We read with great interest the article in the current issue of Asia-Pacific Journal of Ophthalmology by Lee et al1 reviewing the latest developments in normal pressure glaucoma (NPG). We are particularly interested in the sections on epidemiology, etiologies, causes, and mechanisms. Studies have shown that the percentage of NPG in primary open-angle glaucoma (POAG) varies significantly in different ethnic groups: about 40% in white populations, about 60% in African populations, and about 70% in Asian populations.1–3 Furthermore, in East Asian populations, it accounts for 83% to 95% of POAG. However, the prevalence of NPG in glaucoma clinics is much lower, indicating that a large majority of such patients remain undiagnosed.

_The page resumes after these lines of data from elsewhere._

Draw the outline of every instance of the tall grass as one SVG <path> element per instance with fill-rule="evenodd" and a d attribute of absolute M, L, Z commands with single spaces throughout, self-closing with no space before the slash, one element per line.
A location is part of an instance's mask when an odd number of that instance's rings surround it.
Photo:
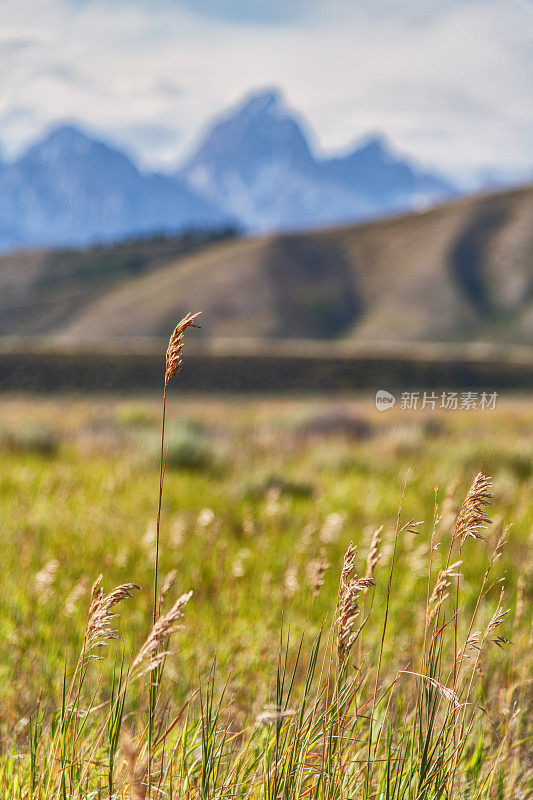
<path fill-rule="evenodd" d="M 194 317 L 180 323 L 191 324 Z M 531 685 L 528 637 L 521 630 L 522 595 L 510 619 L 503 583 L 493 578 L 505 536 L 495 543 L 474 602 L 463 597 L 465 559 L 480 559 L 479 540 L 490 535 L 492 486 L 478 474 L 449 529 L 435 500 L 425 553 L 425 602 L 409 630 L 410 647 L 391 654 L 391 615 L 401 598 L 397 548 L 421 536 L 404 520 L 402 504 L 393 536 L 372 535 L 367 553 L 351 543 L 340 568 L 337 601 L 316 636 L 291 642 L 284 624 L 271 695 L 238 723 L 227 675 L 216 664 L 175 708 L 165 691 L 168 657 L 177 647 L 191 592 L 172 600 L 170 576 L 159 589 L 159 529 L 165 474 L 165 400 L 173 366 L 181 363 L 183 331 L 176 328 L 174 356 L 167 354 L 160 480 L 154 554 L 151 626 L 137 651 L 116 661 L 107 689 L 89 671 L 106 674 L 98 659 L 120 634 L 117 611 L 138 589 L 112 591 L 95 582 L 78 658 L 65 663 L 61 704 L 53 714 L 36 700 L 24 741 L 17 732 L 0 755 L 2 797 L 141 798 L 183 800 L 433 800 L 527 797 L 533 791 Z M 181 332 L 180 332 L 181 331 Z M 173 339 L 169 350 L 173 346 Z M 314 564 L 309 602 L 320 602 L 323 557 Z M 386 584 L 380 605 L 377 582 Z M 194 587 L 193 587 L 194 588 Z M 406 609 L 407 612 L 407 609 Z M 290 616 L 290 614 L 289 614 Z M 408 615 L 406 613 L 406 619 Z M 519 648 L 512 654 L 511 642 Z M 394 641 L 394 637 L 393 637 Z M 375 643 L 378 643 L 376 646 Z M 500 668 L 484 672 L 485 653 L 500 654 Z M 522 677 L 510 684 L 513 675 Z M 492 662 L 491 662 L 492 663 Z M 221 680 L 219 679 L 221 678 Z M 222 684 L 222 689 L 220 685 Z M 262 687 L 257 687 L 261 697 Z M 498 695 L 506 696 L 502 704 Z"/>

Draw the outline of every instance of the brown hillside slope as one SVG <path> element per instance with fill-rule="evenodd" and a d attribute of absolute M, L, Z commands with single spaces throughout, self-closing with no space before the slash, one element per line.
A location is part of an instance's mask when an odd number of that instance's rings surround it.
<path fill-rule="evenodd" d="M 87 297 L 51 333 L 489 341 L 533 336 L 533 187 L 347 228 L 219 242 Z"/>

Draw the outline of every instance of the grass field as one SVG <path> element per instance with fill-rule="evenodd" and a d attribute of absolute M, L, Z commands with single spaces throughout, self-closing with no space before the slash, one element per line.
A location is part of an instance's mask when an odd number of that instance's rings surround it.
<path fill-rule="evenodd" d="M 4 396 L 0 420 L 2 797 L 145 797 L 148 676 L 128 684 L 115 739 L 110 686 L 151 627 L 160 402 Z M 199 686 L 202 703 L 197 694 L 158 740 L 154 796 L 531 796 L 528 399 L 380 414 L 356 397 L 178 397 L 167 445 L 161 583 L 176 575 L 164 608 L 193 596 L 166 659 L 158 731 Z M 450 555 L 480 471 L 494 478 L 493 524 Z M 368 620 L 339 664 L 330 625 L 343 557 L 353 541 L 364 575 L 380 526 L 375 587 L 359 588 L 350 630 Z M 428 627 L 428 595 L 458 560 Z M 76 673 L 100 573 L 106 592 L 141 591 L 112 621 L 124 641 Z M 502 581 L 509 613 L 493 633 Z"/>

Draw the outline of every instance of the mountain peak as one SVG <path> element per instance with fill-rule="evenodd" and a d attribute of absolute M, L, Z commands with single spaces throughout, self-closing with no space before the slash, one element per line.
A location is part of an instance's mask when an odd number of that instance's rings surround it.
<path fill-rule="evenodd" d="M 239 116 L 258 117 L 264 114 L 286 115 L 283 95 L 277 87 L 250 92 L 238 107 Z"/>
<path fill-rule="evenodd" d="M 62 122 L 49 128 L 44 136 L 34 145 L 60 145 L 61 147 L 72 147 L 76 145 L 86 145 L 92 143 L 92 139 L 80 128 L 70 122 Z"/>

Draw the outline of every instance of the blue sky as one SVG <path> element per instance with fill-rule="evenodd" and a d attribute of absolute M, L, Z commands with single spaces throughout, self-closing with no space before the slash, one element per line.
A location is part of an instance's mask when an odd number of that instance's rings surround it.
<path fill-rule="evenodd" d="M 317 151 L 369 131 L 469 178 L 533 167 L 532 0 L 0 0 L 0 142 L 78 121 L 146 166 L 278 85 Z"/>

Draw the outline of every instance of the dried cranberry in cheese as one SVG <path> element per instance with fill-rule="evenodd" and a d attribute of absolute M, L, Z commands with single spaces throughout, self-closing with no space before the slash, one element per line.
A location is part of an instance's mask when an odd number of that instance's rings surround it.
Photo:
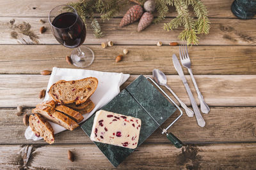
<path fill-rule="evenodd" d="M 139 118 L 99 110 L 94 118 L 90 138 L 93 141 L 134 149 L 141 124 Z"/>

A generation ago, NPG was regarded as rare, even by many glaucoma specialists. Increased awareness has brought NPG to the attention of the ophthalmology community, but it requires the realization that elevated intraocular pressure (IOP) is not the only factor in the development of glaucoma, which this review so thoroughly points out. Ophthalmologists need to examine the optic disc and perform visual field examinations, and not just regard patients as not having glaucoma simply because the IOP is in the normal or even low normal range. As many NPG patients may not realize that they have glaucoma or may not be diagnosed until at an advanced stage, they have an increased risk of blindness. Unfortunately, the pathogenesis of NPG remains not fully elucidated, and the mainstay of treatment remains reduction of IOP. With such a high prevalence and the high risk of causing blindness, NPG poses a great challenge in Asia, especially in East Asia. It is not only a challenge of public health concern, but also an important research focus for Asian ophthalmologists. We would like to discuss the recent breakthroughs in the understanding of its possible mechanism and highlight some of the scientific contributions made by Asians.
Intracranial pressure (ICP) and IOP establish a pressure gradient across the lamina cribrosa (LC). Alterations in this translaminar cribrosa pressure difference (TLPD) induce structural changes in the LC, manifested clinically in the forms of optic disc edema or optic disc cupping.4 The TLPD has been studied in the context of glaucoma and optic disc cupping in animals in both the feline5 and canine6 models. However, breakthrough progress for this possible mechanism of glaucoma in human studies was only made in recent years. Berdahl et al from the United States7 and Wang et al2 from mainland China,8 were the first to report that nearly 70% NPG patients had lower ICP. The pressure gradient across the LC increases with elevation of IOP or reduction of ICP. In open-angle glaucoma with normal IOP, ICP is abnormally low, which would lead to an increased transoptic nerve pressure gradient, resulting in progressive optic neuropathy and visual field damage, suggesting that reduced ICP could be a major risk factor for NPG. Apart from lowering the IOP, NPG may also be treated by modulating the ICP.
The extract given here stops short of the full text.